Low-hanging fruit in sports analytics is becoming more and more scarce. Let’s take a moment to appreciate a fairly easy and simple revelation that taps into a baseball catcher’s ability to improve part of their game. While throwing hard might be the best determinant in throwing out runners on the basepath, throwing hard is not something that a catcher’s training program focuses on with appropriate weight.
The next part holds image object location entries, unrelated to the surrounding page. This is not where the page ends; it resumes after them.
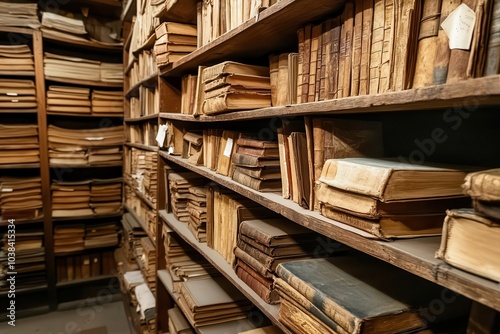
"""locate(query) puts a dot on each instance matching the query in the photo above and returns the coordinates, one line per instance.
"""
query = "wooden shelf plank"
(141, 118)
(414, 255)
(271, 311)
(274, 29)
(84, 82)
(143, 147)
(95, 45)
(150, 81)
(142, 223)
(478, 92)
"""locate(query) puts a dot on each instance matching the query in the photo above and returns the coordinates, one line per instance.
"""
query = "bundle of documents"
(20, 198)
(69, 237)
(16, 59)
(17, 95)
(174, 41)
(107, 102)
(197, 209)
(231, 86)
(67, 99)
(19, 14)
(101, 146)
(179, 184)
(66, 67)
(67, 25)
(19, 144)
(182, 260)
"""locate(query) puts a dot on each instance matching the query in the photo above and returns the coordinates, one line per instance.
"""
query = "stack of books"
(20, 198)
(106, 196)
(18, 95)
(355, 294)
(30, 259)
(231, 86)
(148, 261)
(179, 184)
(19, 14)
(69, 238)
(66, 99)
(107, 102)
(388, 198)
(476, 227)
(71, 199)
(99, 146)
(264, 243)
(101, 235)
(16, 60)
(256, 164)
(212, 300)
(183, 261)
(19, 144)
(174, 41)
(197, 209)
This article was co-authored by Biomechanist Anthony Brady and Quantitative Analyst Alex Caravan.

Steve Park

Thanks for the doing the analysis and sharing this. My son who is a catcher and an emergency pitcher has been using your youth program for a few years now and I have no doubt that his sniper skills is a direct result of building arm strength. I look forward to Driveline’s catcher program


Really enjoyed this article as I’ve been doing catch to release times for 12 years and have found that most high level catchers will be .70 to .75. The best I’ve ever seen was .58. And of course, velo is the last piece of the pie. One has to be careful of increasing the exchange time to create more velo. What would a catcher do? If he adds a longer stride and a bit more length to the arm action to get the added velo, not enough time left to add say 5 to 6 more mph to make it worthwhile. Stronger arm within same exchange rate is the only option.

Scott Jarnac

Love what you guys do!! I’ve been analyzing SOFTBALL catchers pop times for about 7 years now, and everything that you said rings true in softball. What I’ve found is that exchange time and accuracy are the 2 major components of throwing out a player stealing in Softball. The faster girls run 2.68 – 2.75 1st to 2nd. My daughters pop averages 1.78. Her exchange averages .75 and flight time around a 1 second. The average pitcher gets the ball to her at average in .55 sec. A catcher throwing a 2 sec pop still has a great chance of throwing any runner out so long as the throw is accurate. What’s funny about girls. is that even though some can throw a ball overhand standing up in the high 60’s few seem to able to throw over 55 mph from behind the plate in a game. We spend a lot of time on exchange and throwing.